The Ruger 10/22 LaserLyte Laser Sight

The Ruger 10/22 may actually be the single most common .22 long rifle rifle.

It’s a matter of reliability; rimfire ammunition is… flaky.  It’s hard to load, hard to feed, produces such a crazy range of pressures across varieties of ammunition that it’s hard to spring for good cycling, yet the 10/22 doesn’t really care.  It’s a trooper.

So it’s not a huge surprise that so many people just buy them and don’t bother with anything else.  That’s why there are so damn many kits for it.  New stocks, new grips, magazines of all shapes and sizes, even a Gatling conversion kit.

And then there are optics.  While most people looking to fancy up their guns just scope their 10/22s, there are a handful of aftermarket sights available, like Williams’ Fire Sights.  But for the more electronically-minded, LaserLyte is happy to let the world know that they have finally made their teeny rear sight laser in a Ruger 10/22 version.

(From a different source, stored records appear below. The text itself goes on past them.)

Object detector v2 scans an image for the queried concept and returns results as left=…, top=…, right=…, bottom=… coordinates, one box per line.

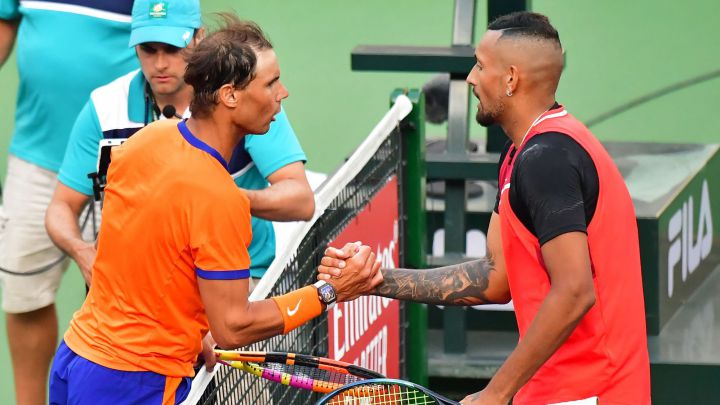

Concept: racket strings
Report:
left=221, top=360, right=362, bottom=392
left=328, top=384, right=438, bottom=405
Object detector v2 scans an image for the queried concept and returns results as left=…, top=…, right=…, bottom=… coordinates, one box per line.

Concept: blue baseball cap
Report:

Before anyone gets all what the Hell on us or LaserLyte, there are some fine reasons to put this laser sight on a plinker: first, it’s small and lightweight; it was originally intended for pistols, natch.  Lasers can be very impractical and high up on the tacticool scale, something that’s a bit ridiculous with a 10/22.  What’s less absurd, a rear sight laser, or a quad Picatinny rail with a laser (and flashlight and pistol grip) on a 10/22?

Secondly, a lot of people only own a Ruger 10/22.  They’re reliable, extremely small and light for rifles, available in unyielding capacities, and are like all guns, better than no guns at all.  Lasers are ideal for indoor shooting.  And for home defense that won’t leave you deaf, it’s hard to beat  a 10/22.

And the third and best possible reason to put a rear laser sight on a Ruger 10/22 is “Because you fucking can.”  Repeat as necessary.  Ruger’s 10/22 is one of the coolest and most fun plinkers on the market.  Customizing these things is the most fun you can have with them while you’re not actually out shooting, which is a good enough reason to do it on its own.

So if you have a hundred and thirty bucks and want a little custom rifle action, and especially if what keeps things safe and quiet in your house is your 10/22, LaserLyte’s got something you might want to look into.